5. Algebraic Multigrid and Multilevel Methods: A General Introduction

May 20, 2005, KUL, Auditorium 200N: 14:00-17:30     Slides
Yvan Notay (Université Libre de Bruxelles, Belgium)

Abstract:
Multigrid and multilevel methods, alone or as preconditioner for (Krylov based) iterative methods, are increasingly popular as applications grow in size. They indeed allow to solve discrete PDEs with memory and CPU requirements that remain proportional to the number of unknowns. To face increasingly complex situations, there is in particular a high interest in "algebraic" methods, that can be used robustly in a "black box" fashion, independently of the underlying geometry or discretization.

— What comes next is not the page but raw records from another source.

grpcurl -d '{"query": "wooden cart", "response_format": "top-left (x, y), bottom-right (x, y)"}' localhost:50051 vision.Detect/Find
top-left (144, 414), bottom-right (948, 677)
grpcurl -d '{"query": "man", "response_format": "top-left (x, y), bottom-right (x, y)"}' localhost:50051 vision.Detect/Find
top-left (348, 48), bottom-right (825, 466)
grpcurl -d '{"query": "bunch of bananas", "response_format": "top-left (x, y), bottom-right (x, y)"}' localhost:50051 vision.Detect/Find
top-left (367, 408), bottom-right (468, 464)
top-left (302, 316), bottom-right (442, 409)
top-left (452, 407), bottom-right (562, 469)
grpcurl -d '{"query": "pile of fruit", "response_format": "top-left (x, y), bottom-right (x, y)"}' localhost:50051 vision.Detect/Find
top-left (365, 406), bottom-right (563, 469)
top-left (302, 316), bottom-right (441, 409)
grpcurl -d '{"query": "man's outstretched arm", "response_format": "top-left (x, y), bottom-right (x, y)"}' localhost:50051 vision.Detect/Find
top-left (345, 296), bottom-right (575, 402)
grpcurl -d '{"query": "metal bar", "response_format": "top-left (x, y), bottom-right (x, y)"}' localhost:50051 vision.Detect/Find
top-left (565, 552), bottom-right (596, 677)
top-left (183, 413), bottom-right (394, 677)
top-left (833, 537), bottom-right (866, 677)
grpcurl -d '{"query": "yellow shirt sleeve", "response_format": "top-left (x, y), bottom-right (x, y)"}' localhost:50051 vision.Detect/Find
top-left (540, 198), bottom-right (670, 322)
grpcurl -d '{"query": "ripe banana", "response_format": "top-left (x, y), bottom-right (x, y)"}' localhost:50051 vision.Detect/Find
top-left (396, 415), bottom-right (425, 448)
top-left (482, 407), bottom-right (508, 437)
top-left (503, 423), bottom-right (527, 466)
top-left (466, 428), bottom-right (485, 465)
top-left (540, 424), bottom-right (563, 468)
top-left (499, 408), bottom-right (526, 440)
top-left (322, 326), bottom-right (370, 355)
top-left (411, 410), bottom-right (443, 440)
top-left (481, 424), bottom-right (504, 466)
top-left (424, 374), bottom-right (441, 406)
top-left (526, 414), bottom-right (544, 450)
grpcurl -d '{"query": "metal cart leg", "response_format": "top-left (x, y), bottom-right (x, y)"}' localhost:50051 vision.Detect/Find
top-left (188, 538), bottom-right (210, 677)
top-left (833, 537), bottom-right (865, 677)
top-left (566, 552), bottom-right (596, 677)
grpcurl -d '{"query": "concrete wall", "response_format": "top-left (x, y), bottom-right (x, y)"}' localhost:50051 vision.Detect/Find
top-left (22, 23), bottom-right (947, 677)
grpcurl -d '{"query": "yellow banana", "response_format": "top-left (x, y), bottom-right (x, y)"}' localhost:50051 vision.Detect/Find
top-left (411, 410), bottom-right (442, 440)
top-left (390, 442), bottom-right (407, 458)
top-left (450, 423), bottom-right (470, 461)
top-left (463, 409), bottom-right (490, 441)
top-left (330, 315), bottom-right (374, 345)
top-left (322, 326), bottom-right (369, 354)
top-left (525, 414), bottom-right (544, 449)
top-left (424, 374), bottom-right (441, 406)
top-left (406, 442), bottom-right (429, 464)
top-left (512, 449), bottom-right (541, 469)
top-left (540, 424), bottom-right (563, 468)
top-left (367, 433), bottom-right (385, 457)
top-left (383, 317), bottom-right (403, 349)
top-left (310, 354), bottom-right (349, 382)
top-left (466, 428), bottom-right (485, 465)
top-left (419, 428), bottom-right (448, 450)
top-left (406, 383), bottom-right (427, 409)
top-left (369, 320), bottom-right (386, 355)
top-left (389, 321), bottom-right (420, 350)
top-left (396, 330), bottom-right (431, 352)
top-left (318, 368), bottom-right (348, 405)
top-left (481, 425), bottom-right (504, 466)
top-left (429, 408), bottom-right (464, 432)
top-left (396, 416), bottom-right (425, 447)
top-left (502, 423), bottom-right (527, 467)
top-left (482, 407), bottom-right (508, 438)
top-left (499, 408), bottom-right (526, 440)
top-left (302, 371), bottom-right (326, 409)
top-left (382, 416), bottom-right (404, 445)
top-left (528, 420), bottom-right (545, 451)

In this lecture, we first introduce the different type of multigrid & multilevel methods, illustrating their basic principles and ideas with simple "geometric" examples. We next show how each of these methods is easily described algebraically using a few key ingredients. We then browse available theoretical results to identify the necessary and sufficient conditions for fast convergence. In passing, this allows to display some potential weaknesses of "geometric" algorithms. On this basis, we discuss how the different key ingredients may be defined by algebraic manipulations, reviewing several approaches that have been proposed in the literature. We conclude with a few illustrations.